「你是不是要反悔給我雙倍零花錢!」江一念狐疑地看著自己面前【不太正常】的父母。
季芳華白了他一眼,「你媽媽我像那種出爾反爾的人嗎?再說,我要是不給,你可以去你爸的小金庫拿啊,媽媽不是都告訴過你位置了嘛!」
「噗!咳咳咳!」茶水灑了一地,江文予攥著茶杯咳得天昏地暗。
季芳華手忙腳亂地扯過幾張紙巾糊在江文予臉上,拍著他的後背為對方順氣。
江一念翹起二郎腿,點了點頭表示贊同,「那倒是。」
江文予咳得更厲害了。
「去吧去吧,你去外面釣會魚吧。」季芳華不怎麼走心地打發丈夫。
江文予看了眼窗外漸濃的夜色,嘆了口氣,認命一般去找保姆拿魚竿了。
「你和嘉嘉……進展到什麼地步啦?臨時標記能滿足治療的需要嗎?」
礙事的人一走,季芳華立馬放開了手腳,直截了當地問兒子。
江一念不由地摸了摸後頸的腺體貼,一臉理所當然的表情:「你不是都知道了?就那樣唄,就、就聽醫生的唄。」
也不知道為什麼,他下意識省略了臨時標記發生的原因。或許有一部分是因為羞恥吧,不是因為自己主動而羞恥,而是因為他突然有點害怕季芳華追問臨時標記之後發生的事情。信息素水平趨於平穩後,關於昨晚發生的事江一念零零碎碎記起來一點,但只這【一點】都能讓他原地羞恥到爆炸。

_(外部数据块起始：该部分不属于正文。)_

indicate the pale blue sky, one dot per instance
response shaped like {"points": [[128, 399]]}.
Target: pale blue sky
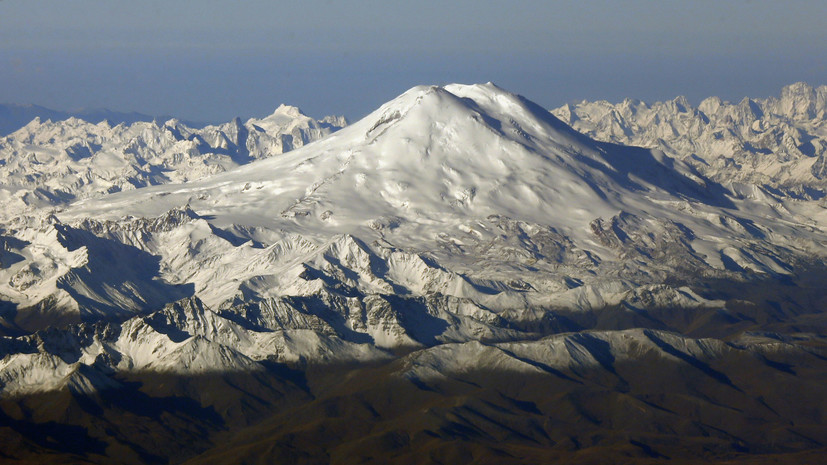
{"points": [[212, 60]]}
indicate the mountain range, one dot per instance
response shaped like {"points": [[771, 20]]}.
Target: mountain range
{"points": [[460, 276]]}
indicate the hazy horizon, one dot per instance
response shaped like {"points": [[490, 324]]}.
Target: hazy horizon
{"points": [[211, 61]]}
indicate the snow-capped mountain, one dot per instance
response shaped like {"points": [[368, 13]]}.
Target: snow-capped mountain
{"points": [[456, 237], [48, 164], [778, 142], [449, 214]]}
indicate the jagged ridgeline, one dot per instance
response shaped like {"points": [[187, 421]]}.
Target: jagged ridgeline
{"points": [[458, 276]]}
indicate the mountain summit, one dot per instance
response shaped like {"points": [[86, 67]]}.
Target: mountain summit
{"points": [[435, 156], [458, 274]]}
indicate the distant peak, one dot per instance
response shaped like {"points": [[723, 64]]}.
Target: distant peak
{"points": [[288, 110]]}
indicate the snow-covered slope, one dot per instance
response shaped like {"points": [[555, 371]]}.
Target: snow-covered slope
{"points": [[47, 164], [780, 142], [450, 214]]}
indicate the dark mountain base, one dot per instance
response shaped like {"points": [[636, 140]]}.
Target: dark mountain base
{"points": [[640, 411]]}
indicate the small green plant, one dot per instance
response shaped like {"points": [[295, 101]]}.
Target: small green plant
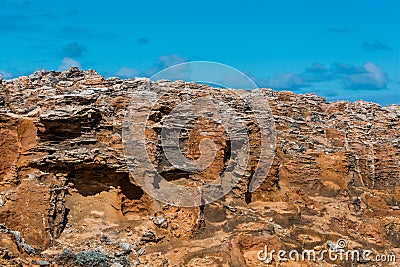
{"points": [[91, 258]]}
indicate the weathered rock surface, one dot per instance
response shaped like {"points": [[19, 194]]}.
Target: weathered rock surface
{"points": [[65, 187]]}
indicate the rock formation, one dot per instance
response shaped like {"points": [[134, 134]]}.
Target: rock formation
{"points": [[67, 197]]}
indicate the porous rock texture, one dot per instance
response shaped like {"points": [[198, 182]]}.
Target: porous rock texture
{"points": [[65, 189]]}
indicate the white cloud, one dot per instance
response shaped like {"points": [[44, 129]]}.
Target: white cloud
{"points": [[68, 63], [287, 81], [5, 74], [373, 78], [127, 72]]}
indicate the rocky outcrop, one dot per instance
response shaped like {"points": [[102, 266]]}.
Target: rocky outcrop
{"points": [[65, 185]]}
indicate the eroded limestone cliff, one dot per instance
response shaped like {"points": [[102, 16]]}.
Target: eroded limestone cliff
{"points": [[67, 197]]}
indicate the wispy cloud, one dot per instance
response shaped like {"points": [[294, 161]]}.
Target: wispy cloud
{"points": [[74, 49], [164, 62], [372, 79], [374, 45], [5, 74], [68, 63], [127, 72], [14, 23], [366, 77], [337, 30], [287, 81]]}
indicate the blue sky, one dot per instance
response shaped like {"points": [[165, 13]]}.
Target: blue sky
{"points": [[337, 49]]}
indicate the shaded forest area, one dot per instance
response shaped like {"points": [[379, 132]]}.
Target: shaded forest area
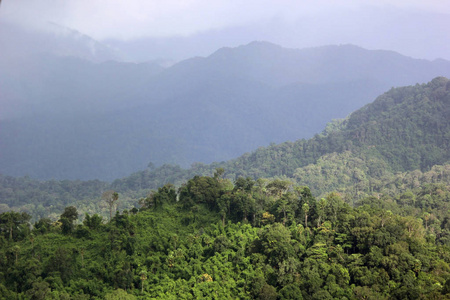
{"points": [[216, 239]]}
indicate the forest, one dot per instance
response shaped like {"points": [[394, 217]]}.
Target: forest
{"points": [[360, 211], [249, 239]]}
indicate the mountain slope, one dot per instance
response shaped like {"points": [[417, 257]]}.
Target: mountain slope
{"points": [[404, 129], [70, 119]]}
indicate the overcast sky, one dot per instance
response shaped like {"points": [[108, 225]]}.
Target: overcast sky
{"points": [[415, 28]]}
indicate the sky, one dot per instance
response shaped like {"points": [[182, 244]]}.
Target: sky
{"points": [[147, 29]]}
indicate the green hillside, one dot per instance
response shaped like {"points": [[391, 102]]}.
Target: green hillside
{"points": [[389, 146], [361, 211], [243, 240]]}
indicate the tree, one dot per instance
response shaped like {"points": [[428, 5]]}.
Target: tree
{"points": [[12, 224], [110, 197], [69, 215]]}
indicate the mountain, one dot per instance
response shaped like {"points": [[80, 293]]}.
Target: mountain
{"points": [[67, 118], [406, 129], [397, 143]]}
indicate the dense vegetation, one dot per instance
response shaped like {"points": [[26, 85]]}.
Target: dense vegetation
{"points": [[217, 239], [361, 211], [388, 147], [66, 118]]}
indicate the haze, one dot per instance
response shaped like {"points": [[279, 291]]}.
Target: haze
{"points": [[147, 30]]}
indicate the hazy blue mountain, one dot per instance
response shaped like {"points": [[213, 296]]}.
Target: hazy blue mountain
{"points": [[71, 118]]}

如果能時光回溯,他恨不得扇那時候的自己兩個大逼斗——哭什麼哭!自己睡覺能死嗎!
儲一嘉也是,怎麼能由著他作成那樣呢!
「我生理課學得不好,你要是想知道更具體的,等會兒讓儲一嘉給你講那些專業名詞。」江一念避重就輕地回答。
「媽媽問的不是這個」,季芳華拉過兒子的手握在自己的掌心,觸手的皮膚白皙細膩,一摸就知道是享福的命,「媽媽想問……你覺得嘉嘉這個人怎麼樣?」
「做飯挺好吃。」江一念答道。
季芳華差點一口氣沒提上來。
她知道江一念缺根筋,但沒想到缺的這根筋這麼粗!
「那如果給你把訂婚對象換成個大廚,比嘉嘉做飯還好吃的那種呢?」季芳華循循善誘。
「那契合度肯定比不過我們倆,我們倆99%呢」,江一念驕傲地說。
季芳華心想可終於說到重點上來了。
「對啊,契合度那麼高,不做點什麼多可惜。」
季芳華一臉期盼地看著江一念。
快問啊,問能做什麼,然後她就可以以科普的名義給兒子上一堂生動精彩畢生難忘的生理課!